3. El efecto sobre Nicaragua: el boomerang del arancel
El Banco Central de Nicaragua (2024) estimaba un crecimiento de 3,5 % para 2025, basado en tres pilares: remesas, exportaciones manufactureras y estabilidad cambiaria. El arancel del 18 % golpea directamente el segundo.
Según cálculos del modelo econométrico aplicado por Farah & Lee (FIU, 2024):
• Caída del volumen exportado: −24,5 %.
• Pérdida de exportaciones: 734 millones de dólares.
• Impacto en el PIB: contracción de más de 330 millones de dólares, equivalente a −2 puntos porcentuales en 2025.
• Empleos en riesgo: más de 36 000 directos (Farah y Lee 2024).
Mientras tanto, las remesas, que representan el 21,2 % del PIB (CEPAL 2024), se ven presionadas a la baja. Migrantes con ingresos cada vez más ajustados envían menos. Es un doble golpe: menos dólares entran por exportaciones y menos llegan por remesas.
4. El círculo de retroalimentación negativa
La cadena invisible se hace visible:
• Washington sube tarifas → inflación en EE.UU.
• Migrantes enfrentan precios más altos → reducen remesas.
• Nicaragua recibe menos dólares → cae consumo y empleo.
• Más desempleo en Nicaragua → más migración → migrantes llegan a un EE.UU. más caro y restrictivo.
El Banco Mundial (2025) advierte que este tipo de choques generan “espirales de vulnerabilidad” en países dependientes de un solo mercado (Banco Mundial 2025). Nicaragua es un ejemplo de manual: atada a EE.UU. por exportaciones y por su diáspora, queda doblemente expuesta.
5. La fractura social de un arancel
Un porcentaje en la aduana se convierte en historias humanas:
• Una costurera en Managua pierde su turno de trabajo porque la maquila redujo pedidos.
• Un migrante en Miami deja de enviar 300 dólares y ahora manda 180.

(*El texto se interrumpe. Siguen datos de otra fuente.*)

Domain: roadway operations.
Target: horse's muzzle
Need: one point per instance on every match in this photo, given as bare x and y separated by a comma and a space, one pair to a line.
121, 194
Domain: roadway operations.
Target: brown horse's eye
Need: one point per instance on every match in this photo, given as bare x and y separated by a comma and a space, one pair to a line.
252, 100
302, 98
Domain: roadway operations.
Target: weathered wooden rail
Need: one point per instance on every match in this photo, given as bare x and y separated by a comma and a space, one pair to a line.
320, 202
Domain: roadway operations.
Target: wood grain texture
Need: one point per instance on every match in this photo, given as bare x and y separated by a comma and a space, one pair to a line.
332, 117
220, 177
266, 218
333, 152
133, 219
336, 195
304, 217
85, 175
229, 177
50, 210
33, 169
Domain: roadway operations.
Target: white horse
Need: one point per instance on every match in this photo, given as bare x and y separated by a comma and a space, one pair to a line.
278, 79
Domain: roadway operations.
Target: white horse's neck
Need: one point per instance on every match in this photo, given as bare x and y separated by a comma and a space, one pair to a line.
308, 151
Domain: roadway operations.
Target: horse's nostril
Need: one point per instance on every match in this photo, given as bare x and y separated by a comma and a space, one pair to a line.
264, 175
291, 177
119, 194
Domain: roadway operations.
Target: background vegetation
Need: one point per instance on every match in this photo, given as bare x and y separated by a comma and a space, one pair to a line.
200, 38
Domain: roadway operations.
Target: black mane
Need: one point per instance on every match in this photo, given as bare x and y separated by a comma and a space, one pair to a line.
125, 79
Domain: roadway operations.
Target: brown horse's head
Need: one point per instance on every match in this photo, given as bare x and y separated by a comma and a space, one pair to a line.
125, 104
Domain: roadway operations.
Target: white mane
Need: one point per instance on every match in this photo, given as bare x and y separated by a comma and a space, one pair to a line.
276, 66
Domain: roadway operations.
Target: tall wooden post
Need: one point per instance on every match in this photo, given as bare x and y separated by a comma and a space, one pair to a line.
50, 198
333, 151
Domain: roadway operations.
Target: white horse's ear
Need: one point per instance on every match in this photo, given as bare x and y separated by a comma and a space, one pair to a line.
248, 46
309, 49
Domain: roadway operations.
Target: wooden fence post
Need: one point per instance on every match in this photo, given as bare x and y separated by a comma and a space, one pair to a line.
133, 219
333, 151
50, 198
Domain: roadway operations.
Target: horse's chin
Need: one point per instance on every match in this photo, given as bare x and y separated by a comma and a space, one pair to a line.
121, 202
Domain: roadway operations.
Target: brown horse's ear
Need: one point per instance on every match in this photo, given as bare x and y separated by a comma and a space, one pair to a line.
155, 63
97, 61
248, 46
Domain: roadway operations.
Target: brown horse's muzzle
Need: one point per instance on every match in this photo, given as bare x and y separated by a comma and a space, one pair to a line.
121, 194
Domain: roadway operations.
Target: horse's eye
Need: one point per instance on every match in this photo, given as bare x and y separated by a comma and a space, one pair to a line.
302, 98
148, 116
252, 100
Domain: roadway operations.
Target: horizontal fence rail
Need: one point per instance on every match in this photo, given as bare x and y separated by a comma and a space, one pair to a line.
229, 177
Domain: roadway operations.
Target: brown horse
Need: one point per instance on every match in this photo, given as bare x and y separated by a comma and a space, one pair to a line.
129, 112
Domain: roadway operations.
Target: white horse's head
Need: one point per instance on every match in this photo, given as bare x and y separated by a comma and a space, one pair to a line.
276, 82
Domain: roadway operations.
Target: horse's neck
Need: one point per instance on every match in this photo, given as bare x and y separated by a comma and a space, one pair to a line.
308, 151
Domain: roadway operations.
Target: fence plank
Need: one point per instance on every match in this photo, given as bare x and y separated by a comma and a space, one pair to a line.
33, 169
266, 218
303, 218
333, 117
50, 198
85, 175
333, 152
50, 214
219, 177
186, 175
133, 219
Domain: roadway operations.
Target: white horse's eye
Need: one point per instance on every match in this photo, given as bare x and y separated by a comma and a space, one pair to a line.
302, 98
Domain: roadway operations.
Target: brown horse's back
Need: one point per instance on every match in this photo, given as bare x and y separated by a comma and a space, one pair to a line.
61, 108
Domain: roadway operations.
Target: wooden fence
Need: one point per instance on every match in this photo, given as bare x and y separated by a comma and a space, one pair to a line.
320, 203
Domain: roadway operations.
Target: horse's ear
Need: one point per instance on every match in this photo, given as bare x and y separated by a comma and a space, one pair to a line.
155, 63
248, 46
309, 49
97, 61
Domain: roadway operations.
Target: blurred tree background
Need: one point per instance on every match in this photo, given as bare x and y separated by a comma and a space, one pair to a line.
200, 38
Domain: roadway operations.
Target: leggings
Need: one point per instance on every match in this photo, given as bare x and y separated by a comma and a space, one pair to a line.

• Una familia en Estelí no compra uniformes escolares porque la remesa se redujo.
El Banco Interamericano de Desarrollo (BID, 2023) señala que cada reducción de 10 % en remesas impacta el consumo interno en más de 2,5 % en países centroamericanos (BID 2023). No es solo macroeconomía: es comida en la mesa.
6. Conclusión: la dependencia expuesta
El arancel del 18 % revela que Nicaragua depende de EE.UU. en dos planos: lo que produce y lo que su diáspora envía. Cuando la política comercial se convierte en arma electoral en Washington, ese doble vínculo se convierte en doble vulnerabilidad.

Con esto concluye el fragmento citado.